The Hanley brothers’ heads nodded in unison.
As if summoned back from some distant place, Curry came back to his senses. He holstered his weapon and walked calmly from the barn.
The law office of Rayford Bentley was located in the heart of Denver’s bustling business center. Heyes whistled quietly to himself, tipping his hat back to look toward the top of the tall building. The Kid was right. Commerce Street was definitely the money side of town.
After checking the directory, they climbed the stairs to Bentley’s office, located on the top floor.
“Good afternoon, ma’am. Mr. Smith and Mr. Jones to see Mr. Bentley.”

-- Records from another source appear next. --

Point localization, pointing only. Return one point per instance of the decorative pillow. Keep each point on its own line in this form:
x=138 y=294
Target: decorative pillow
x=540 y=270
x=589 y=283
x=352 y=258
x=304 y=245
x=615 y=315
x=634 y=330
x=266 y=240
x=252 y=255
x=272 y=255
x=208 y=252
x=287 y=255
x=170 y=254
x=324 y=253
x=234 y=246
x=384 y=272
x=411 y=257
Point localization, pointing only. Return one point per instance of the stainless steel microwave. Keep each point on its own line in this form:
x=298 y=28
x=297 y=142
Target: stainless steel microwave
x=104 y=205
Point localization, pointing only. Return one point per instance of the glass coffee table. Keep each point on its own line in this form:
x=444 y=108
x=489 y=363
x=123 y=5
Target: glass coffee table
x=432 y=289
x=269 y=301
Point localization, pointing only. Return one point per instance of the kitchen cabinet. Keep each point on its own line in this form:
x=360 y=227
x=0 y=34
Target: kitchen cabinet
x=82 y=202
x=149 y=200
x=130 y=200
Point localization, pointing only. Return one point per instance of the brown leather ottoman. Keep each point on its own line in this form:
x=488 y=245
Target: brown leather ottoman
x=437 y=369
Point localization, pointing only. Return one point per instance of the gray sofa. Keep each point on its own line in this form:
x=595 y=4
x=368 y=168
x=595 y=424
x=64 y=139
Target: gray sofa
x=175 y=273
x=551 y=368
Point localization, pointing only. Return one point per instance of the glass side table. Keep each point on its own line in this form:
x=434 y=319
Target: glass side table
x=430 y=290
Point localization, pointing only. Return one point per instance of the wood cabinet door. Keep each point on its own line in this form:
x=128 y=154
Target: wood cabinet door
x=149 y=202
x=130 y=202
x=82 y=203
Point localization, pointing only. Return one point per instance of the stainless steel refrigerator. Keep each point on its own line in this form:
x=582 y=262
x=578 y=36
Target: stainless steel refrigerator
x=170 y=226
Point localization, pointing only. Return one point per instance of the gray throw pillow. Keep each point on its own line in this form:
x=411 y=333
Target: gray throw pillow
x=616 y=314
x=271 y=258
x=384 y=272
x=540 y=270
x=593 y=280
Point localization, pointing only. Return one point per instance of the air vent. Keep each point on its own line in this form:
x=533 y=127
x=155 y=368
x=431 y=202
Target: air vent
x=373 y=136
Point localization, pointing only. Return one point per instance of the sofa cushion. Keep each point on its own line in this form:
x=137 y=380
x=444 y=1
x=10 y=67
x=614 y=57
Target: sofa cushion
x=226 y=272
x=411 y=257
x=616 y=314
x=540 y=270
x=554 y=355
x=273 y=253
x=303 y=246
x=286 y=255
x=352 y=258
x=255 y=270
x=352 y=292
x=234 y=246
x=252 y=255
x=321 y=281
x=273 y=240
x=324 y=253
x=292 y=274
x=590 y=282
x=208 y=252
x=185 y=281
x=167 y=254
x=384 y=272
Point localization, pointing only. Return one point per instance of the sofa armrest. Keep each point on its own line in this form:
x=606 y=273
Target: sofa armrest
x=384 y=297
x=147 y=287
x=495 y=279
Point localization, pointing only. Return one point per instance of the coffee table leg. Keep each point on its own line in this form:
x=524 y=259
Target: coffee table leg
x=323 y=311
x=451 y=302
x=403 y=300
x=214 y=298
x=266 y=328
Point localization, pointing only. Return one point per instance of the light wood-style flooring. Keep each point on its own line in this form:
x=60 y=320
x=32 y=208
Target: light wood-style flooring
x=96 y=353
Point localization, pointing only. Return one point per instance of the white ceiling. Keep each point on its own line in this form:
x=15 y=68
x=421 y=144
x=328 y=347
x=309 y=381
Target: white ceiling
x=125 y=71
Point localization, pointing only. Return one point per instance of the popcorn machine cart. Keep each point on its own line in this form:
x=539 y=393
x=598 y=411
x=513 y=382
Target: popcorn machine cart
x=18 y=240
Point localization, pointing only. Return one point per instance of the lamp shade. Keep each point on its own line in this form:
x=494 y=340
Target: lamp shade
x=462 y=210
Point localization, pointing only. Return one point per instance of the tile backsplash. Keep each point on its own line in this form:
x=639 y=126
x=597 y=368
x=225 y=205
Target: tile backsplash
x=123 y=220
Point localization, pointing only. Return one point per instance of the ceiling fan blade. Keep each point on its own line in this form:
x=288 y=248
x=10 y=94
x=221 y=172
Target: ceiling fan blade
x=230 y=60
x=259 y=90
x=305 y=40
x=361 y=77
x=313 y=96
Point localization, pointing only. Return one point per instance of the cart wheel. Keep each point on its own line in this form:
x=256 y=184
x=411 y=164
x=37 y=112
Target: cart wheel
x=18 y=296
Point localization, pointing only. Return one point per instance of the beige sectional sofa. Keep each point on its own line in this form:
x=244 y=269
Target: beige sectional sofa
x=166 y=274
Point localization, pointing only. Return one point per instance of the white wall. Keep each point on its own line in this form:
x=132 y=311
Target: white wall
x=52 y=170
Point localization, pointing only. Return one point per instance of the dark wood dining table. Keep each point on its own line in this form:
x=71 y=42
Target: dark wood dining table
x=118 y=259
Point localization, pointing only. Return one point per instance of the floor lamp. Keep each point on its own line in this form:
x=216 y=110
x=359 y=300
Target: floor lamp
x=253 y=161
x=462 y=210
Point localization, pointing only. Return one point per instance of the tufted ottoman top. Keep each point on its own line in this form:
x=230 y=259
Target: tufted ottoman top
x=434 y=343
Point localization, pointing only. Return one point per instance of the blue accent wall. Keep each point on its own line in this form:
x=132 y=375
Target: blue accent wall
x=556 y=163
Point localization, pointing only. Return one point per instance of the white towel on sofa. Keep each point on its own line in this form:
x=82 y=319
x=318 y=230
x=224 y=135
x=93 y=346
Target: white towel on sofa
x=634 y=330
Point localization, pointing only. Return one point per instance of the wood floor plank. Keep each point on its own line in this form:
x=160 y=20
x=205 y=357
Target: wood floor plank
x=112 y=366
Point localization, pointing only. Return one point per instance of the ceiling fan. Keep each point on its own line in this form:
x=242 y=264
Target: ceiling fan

“I’m sorry. Mr. Bentley is out of town. Would you gentlemen like to make an appointment?” Two attractive eyes examined both callers, but lingered on Heyes.
“When will he be back?” Heyes asked Mr. Bentley’s assistant, with a smile.
Helena Tucker batted long lashes in Heyes’ direction before flipping the pages of Mr. Bentley’s appointment book. “Next week.”
Hannibal Heyes turned the key, entering the room he and his partner were sharing at Louise’s Place. “What are you doing?” he asked, surprised.
It was obvious Kid Curry had just finished packing his saddle bags. He flung them over one shoulder.
“I can’t sit around Denver for a week waitin’ for Bentley to get back. Lom’s waitin’. Will’s waitin’. I’m leavin’ for Porterville.”
“Not alone you’re not! Will’s blaming you for everything that’s ever gone wrong in his life! He hates you right now, Kid, and I’m not letting you go to Porterville alone!”
“This time you’re wrong, Heyes. Will’s waitin’ for me, just me. It’s me he’s gonna get!”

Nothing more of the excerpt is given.